Zou Kelly H, Li Jim Z, Imperato Joseph, Potkar Chandrashekhar N, Sethi Nikuj, Edwards Jon, Ray Amrit
Research, Development and Medical, Upjohn Division, Pfizer Inc, New York, NY 10017, USA.
Research, Development and Medical, Upjohn Division, Pfizer Inc, San Diego, CA 92121, USA.
J Multidiscip Healthc. 2020 Jul 22;13:671-679. doi: 10.2147/JMDH.S262776. eCollection 2020.
A vast quantity of real-world data (RWD) are available to healthcare researchers. Such data come from diverse sources such as electronic health records, insurance claims and billing activity, product and disease registries, medical devices used in the home, and applications on mobile devices.

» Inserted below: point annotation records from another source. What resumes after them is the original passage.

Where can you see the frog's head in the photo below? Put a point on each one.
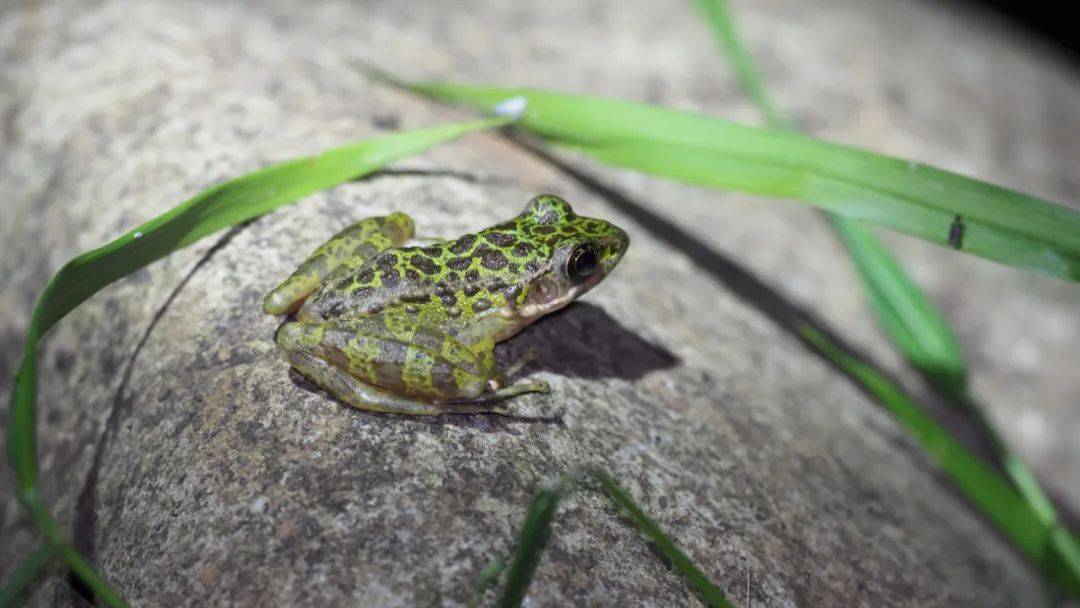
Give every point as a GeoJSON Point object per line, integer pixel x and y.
{"type": "Point", "coordinates": [578, 253]}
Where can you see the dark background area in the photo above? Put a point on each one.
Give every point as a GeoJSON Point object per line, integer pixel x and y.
{"type": "Point", "coordinates": [1053, 22]}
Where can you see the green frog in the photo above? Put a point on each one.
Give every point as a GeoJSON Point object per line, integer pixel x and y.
{"type": "Point", "coordinates": [412, 329]}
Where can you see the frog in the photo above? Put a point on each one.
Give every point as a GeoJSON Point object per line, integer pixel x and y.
{"type": "Point", "coordinates": [389, 326]}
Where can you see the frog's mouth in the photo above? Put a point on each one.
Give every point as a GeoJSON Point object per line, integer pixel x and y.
{"type": "Point", "coordinates": [547, 295]}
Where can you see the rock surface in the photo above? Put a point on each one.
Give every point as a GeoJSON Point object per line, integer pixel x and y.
{"type": "Point", "coordinates": [180, 453]}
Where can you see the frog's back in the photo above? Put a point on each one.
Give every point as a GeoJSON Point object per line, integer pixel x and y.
{"type": "Point", "coordinates": [446, 282]}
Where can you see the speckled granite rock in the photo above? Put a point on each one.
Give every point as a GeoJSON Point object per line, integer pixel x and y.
{"type": "Point", "coordinates": [184, 456]}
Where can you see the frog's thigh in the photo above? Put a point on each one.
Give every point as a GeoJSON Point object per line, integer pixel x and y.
{"type": "Point", "coordinates": [355, 244]}
{"type": "Point", "coordinates": [414, 361]}
{"type": "Point", "coordinates": [363, 395]}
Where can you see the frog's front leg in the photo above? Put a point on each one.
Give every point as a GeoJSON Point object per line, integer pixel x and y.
{"type": "Point", "coordinates": [355, 244]}
{"type": "Point", "coordinates": [383, 365]}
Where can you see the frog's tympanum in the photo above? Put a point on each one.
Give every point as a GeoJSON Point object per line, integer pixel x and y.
{"type": "Point", "coordinates": [412, 329]}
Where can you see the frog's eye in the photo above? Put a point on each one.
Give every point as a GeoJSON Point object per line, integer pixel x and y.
{"type": "Point", "coordinates": [581, 262]}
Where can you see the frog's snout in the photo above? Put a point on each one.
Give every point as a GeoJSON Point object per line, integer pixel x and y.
{"type": "Point", "coordinates": [615, 247]}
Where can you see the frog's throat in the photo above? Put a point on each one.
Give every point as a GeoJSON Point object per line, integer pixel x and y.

The analysis of RWD produces real-world evidence (RWE), which is clinical evidence that provides information about usage and potential benefits or risks of a drug. This review defines and explains RWD, and it also details how regulatory authorities are using RWD and RWE. The main challenges in harnessing RWD include collating and analyzing numerous disparate types or categories of available information including both structured (eg, field entries) and unstructured (eg, doctor notes, discharge summaries, social media posts) data. Although the use of artificial intelligence to capture, amalgamate, standardize, and analyze RWD is still evolving, it has the potential to support the increased use of RWE to improve global health and healthcare.
医疗保健研究人员可以获取大量的真实世界数据(RWD)。这些数据来自多种来源,如电子健康记录、保险理赔和计费活动、产品和疾病登记处、家用医疗设备以及移动设备上的应用程序。对真实世界数据的分析产生真实世界证据(RWE),这是一种临床证据,可提供有关药物使用情况以及潜在益处或风险的信息。本综述对真实世界数据进行了定义和解释,还详细介绍了监管机构如何使用真实世界数据和真实世界证据。利用真实世界数据的主要挑战包括整理和分析大量不同类型或类别的可用信息,包括结构化(如字段条目)和非结构化(如医生笔记、出院小结、社交媒体帖子)数据。尽管利用人工智能来获取、合并、标准化和分析真实世界数据仍在不断发展,但它有潜力支持更多地使用真实世界证据来改善全球健康和医疗保健。